# I believe in jesus as my savior, fiance doesnt but loves god.



## Nee

I am dealing with a very hard issue at this time. I love the lord with all my heart and know that jesus is my savior. Through him we are saved. " Believe on the lord jesus christ and you shall be saved" as the bible teaches. My fiance doesnt believe the bible is totally true. He thinks men hav corrupted it and not everything is true. He believes its a good book and that jesus is the son on god but doesnt believe in the trinity. He thinks that is worshiping two god not One. I want him to except the lord as his personally savior so we have a good foundation before we get married. I want a man who will turn to the word as our guide and have that very important thing in commom. He says he feels very close to god and loves him very much. He will go to church with me and likes to learn from the pastor. Hes such a wonderful man and has a beautiful heart. He says i am making him feel bad about his belief and i cant force him to believe what i do. He says we have so much love for each other and get along very well but i am willing to through all of this away for this one issue. Will i be happy without this in common. I love him so much it tearing me apart. I am older and my kids are grown so it doesnt have a bearing on how we will raise our kids. He has everything i want in a man but this . Im so confused. He said he will meet with a pastor just to talk so i know hes willing to learn. If he doesnt change should i marry him?


----------



## misspuppy

Wow this a very hard one in deed. But here is my take on it.

When dealing with religion in a relationship, both parties can be as one, just because he does not believe everything in the Bible, does not mean he is not spiritual, He does believe in God, and that is a strong thing, he does respect you enough to attend the services with you and listen to the teachings, Remember you can not force/should not force your beliefs on anyone, that is NOT what the Lord teaches, he teaches to respect those around you. The Lord gives us free agency, and allows us to do what we think is right. In My relationship with hubby of 8+ yrs, he was a returned missionary for the LDS, and after coming back he decided that he would always and forever believe in God and Jesus Christ, but, not some of the teachings, which is fine with me, i also Believe whole heartily in the Lord and his blessings, and attend services as i see fit and when i need some guidance.
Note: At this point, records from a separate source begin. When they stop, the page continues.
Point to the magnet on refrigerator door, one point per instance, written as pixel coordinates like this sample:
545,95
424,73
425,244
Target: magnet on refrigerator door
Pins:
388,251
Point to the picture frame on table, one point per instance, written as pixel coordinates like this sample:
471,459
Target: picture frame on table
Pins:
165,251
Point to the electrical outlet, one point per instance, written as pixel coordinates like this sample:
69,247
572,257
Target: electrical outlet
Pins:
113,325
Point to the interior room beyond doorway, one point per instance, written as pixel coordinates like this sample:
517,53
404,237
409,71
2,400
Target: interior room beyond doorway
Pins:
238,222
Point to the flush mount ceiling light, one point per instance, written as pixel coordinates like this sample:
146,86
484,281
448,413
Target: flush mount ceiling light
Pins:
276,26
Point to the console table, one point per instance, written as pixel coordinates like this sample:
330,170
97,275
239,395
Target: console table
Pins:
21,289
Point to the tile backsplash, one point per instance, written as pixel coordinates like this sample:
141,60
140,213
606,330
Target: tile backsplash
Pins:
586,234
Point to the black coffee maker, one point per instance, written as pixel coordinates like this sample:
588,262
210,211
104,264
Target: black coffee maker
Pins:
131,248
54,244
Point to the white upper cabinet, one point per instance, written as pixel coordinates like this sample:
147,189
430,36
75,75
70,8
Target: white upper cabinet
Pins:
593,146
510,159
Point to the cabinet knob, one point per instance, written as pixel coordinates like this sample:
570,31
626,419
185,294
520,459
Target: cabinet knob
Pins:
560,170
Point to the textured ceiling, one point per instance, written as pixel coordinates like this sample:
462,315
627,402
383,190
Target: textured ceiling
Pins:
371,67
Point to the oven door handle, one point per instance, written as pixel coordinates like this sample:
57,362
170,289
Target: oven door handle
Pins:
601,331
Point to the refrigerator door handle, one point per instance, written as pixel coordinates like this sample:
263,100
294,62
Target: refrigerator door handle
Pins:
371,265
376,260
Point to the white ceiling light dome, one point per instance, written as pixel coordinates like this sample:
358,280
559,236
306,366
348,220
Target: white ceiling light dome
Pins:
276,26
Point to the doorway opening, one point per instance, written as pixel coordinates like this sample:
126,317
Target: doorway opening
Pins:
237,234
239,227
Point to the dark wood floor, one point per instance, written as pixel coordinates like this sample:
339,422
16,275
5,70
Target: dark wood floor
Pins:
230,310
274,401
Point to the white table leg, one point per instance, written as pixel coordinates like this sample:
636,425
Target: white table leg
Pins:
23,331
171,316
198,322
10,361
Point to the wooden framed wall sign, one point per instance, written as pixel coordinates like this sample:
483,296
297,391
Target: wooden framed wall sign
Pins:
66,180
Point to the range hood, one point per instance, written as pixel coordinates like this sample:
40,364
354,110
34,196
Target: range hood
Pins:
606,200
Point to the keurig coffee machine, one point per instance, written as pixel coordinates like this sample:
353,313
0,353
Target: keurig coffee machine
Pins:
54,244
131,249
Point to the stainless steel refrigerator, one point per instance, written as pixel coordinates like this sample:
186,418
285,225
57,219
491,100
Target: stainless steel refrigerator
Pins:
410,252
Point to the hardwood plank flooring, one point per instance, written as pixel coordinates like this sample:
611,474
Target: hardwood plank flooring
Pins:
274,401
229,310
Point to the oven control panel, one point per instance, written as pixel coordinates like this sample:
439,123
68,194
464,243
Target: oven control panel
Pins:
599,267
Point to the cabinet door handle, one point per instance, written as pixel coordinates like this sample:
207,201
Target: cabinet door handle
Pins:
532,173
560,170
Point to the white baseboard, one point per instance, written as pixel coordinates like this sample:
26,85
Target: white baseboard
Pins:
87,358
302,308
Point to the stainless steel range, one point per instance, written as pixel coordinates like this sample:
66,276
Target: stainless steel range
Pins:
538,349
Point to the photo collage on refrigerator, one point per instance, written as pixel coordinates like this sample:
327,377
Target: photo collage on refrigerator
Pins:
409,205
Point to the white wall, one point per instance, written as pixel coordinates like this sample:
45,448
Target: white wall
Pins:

Not all couples have to be 100% in common with one another, it is the differences that make you love one another and get along. Religion, IMHO, is a personal choice, and should not be forced onto one another. I know of many couples where 1 will attend and give it their all to a religion and the other does not. and they turn out to be just fine...

I respect your choice to love the Lord and Jesus Christ, However, i would suggest that you not force this on him, it sounds like he is willing to accept some things about the Church and not others, and that is OK. We are all different and spiritual in our own way, and you should love and accept him for who he is. 


Good luck in your choice, but remember, it is the differences that make us a couple.


----------



## Nee

Thank you for the imput i have received about my differences with my fiance. I would appreciate any other comments and advice on this subject. Thank you again.


----------



## Blanca

I think you need to take a deep breath and realize everything is going to be OK. Its very confusing for you so dont rush a solution. everything will work out but the answers will come slowly. 

I think meditation really helps with issues like these. It teaches you not to judge how you are feeling, but simply to feel it and accept it. The solutions come because you stop judging yourself long enough to feel what is right for you. It teaches you to appreciate the experience instead of being afraid of it, and to live in the moment instead of worrying about what might happen.


----------